Ich hatte die Uckermark auch vor diesem Tag genossen. Ich saß jeden Morgen mit den Hunden am Bootssteg und schloss die Augen. Ich hörte die Bäume rauschen, hier und da ein Plätschern, die Kraniche und Gänse, die über uns Richtung Süden zogen, ein Wiehern auf der gegenüberliegenden Uferseite. Wenn ich Glück hatte spürte ich die Sonne im Gesicht. Doch wenn Tag X eingetreten ist, nehme ich alles noch intensiver wahr. Noch sinnlicher. Der Blick auf die Dinge verändert sich. Man sieht nicht nur Laub, sondern viele verschiedenfarbige Blätter die eine hübsche Komposition bilden. Man sieht nicht nur zwei Enten auf dem Kuhzer See, sondern fühlt sich eins mit ihnen – wir, die wir uns gegenseitig ansehen, zusammen im Glitzern des Sees aufgehen und nirgendwo anders sein wollen. Und auch die Avocado schmeckt plötzlich viel leckerer als vor Tag X.

So erübrigt sich auch eine der beiden Fragen, die mir häufig gestellt werden, wenn ich hier bin. Sie lautet: „Langweilst du dich nicht, so ganz allein?“ Nein, das tue ich nicht. Zum einen fühle ich mich in dieser Woche nicht allein, weil ich nicht wirklich allein bin. Meine beiden Hunde geben mir alles an Gemeinschaft, was ich in dieser Zeit brauche. Wir machen das Gleiche, erkunden das Gleiche und kommunizieren über das Gleiche. Jeder Mensch, der ungeplant dazu kommt, was einmal der Fall war, stellt einen ziemlichen Störfaktor dar. Nur zögerlich fuhr ich einmal in die Stadt – gezwungenermaßen, da der Kühlschrank leer war. Und sollte ich doch mal meine Gedanken oder Eindrücke mit anderen Menschen teilen wollen, bleibt mir immer noch Facebook. 😉 Langeweile empfinde ich mittlerweile auch als nichts Schlechtes mehr. Als unterbeschäftigte Jugendliche auf dem Dorf hab ich sie sehr gefürchtet.
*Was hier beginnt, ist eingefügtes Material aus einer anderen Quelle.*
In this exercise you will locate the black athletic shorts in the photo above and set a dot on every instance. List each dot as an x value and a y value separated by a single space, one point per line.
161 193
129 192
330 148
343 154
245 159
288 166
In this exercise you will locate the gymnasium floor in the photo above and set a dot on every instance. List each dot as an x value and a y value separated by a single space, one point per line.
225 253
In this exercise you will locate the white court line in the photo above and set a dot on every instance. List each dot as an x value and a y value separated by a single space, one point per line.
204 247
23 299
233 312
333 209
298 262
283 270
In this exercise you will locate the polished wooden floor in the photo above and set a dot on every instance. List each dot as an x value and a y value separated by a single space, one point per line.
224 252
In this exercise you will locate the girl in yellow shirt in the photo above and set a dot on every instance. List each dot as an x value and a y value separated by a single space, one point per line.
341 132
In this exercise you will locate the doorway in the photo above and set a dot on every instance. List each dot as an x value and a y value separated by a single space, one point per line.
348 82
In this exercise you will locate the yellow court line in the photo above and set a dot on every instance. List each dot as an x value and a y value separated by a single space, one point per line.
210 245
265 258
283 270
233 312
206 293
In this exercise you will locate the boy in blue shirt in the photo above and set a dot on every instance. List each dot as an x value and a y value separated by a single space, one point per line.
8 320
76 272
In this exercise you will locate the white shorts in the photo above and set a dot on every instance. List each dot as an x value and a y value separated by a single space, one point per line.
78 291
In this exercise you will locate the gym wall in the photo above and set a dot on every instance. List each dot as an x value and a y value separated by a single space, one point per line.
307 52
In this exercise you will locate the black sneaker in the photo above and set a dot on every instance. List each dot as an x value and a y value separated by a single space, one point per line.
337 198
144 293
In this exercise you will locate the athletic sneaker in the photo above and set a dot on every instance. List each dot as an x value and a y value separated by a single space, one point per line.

Sie ist doch eigentlich nur die Abwesenheit eines konkreten Ziels. Wahrzunehmen gibt es hier in der Uckermark immer etwas. So war ich etwas überrascht, wie lange ich einer Singdrossel dabei zusah, wie sie im Garten nach Futter suchte. Meine Beobachtung hatte kein Ziel, aber das brauchte sie auch nicht. Es war einfach schön. Diesen Genuss von Ziellosigkeit erlebe ich woanders kaum. Ich weiß nicht warum.

Die zweite Frage, die mir immer wieder gestellt wird lautet, ob ich denn keine Angst hätte. So ganz allein in einem Haus am See. Kein Nachbar in unmittelbarer Nähe. Nun ja… ich achte schon darauf, dass abends die Tür verschlossen ist und die Außenjalousien runtergelassen sind. Und einen Horrorfilm würde ich vor dem Schlafengehen auch nicht unbedingt empfehlen.

Aber tatsächliche Angst habe ich nicht. Zumal ich zwei Hunde habe. Während Roan zwar anschlägt, aber dann freudig auf fremde Besucher zugeht, zeigt Minah sehr deutlich, dass sie niemanden an mich heranlassen würde, wenn ich ihr Tun nicht unterbinde. Bei einer Wanderung hat das mal einen Mann, der mir ein sehr ungutes Bauchgefühl bescherte, davon abgehalten weiter auf uns zuzugehen. Was in der Stadt mitunter anstrengend werden könnte, führt hier dazu, dass ich mich noch sicherer fühle. Alles hat zwei Seiten.   

So konnte ich sehr gelassen die übrigen Tage in meiner Herzheimat genießen. Die Weite, die Stille, vor allem den See und die Wälder, die das Unwetter vor einigen Wochen teilweise sehr radikal verändert hat. Am Abend besuchten uns die Rehe am Ferienhaus und kauten genüsslich das Fallobst und plötzlich war auch endlich wieder der Impuls da Fotos zu machen.

Einen Tag vor meiner Abreise freute ich mich sogar wieder darauf auf einen Mitmenschen zu treffen. Ich besuchte Kathrin in Wollin. Wir liefen mit den Hunden durch den strömenden Regen und ich genoss die Gespräche mit Kathrin und den Anblick ihrer Windhunde sehr. Sie gab mir eine wunderhübsche Kette für Minah mit auf den Weg. Eine echte Sternenfee braucht schließlich auch eine Halskette. Völlig durchnässt freute ich mich dann auf meine heiße Suppe im Ferienhaus und den Blick durch das Panoramafenster, so dass ich die Sonne ein letztes Mal untergehen sehen konnte.

Ich liebe die Uckermark wirklich sehr, ohne dass ich sie verkläre. Mir sind viele Problematiken dort bekannt – ähnliche habe ich ja bereits in meinem Geburtsort in Meck-Pom erlebt. Doch nichtsdestotrotz fühle ich mich nirgendwo so heimisch wie dort. Bin ich so sehr bei mir wie dort.

Ich hoffe, dieses Gefühl hallt die nächsten Wochen noch etwas nach.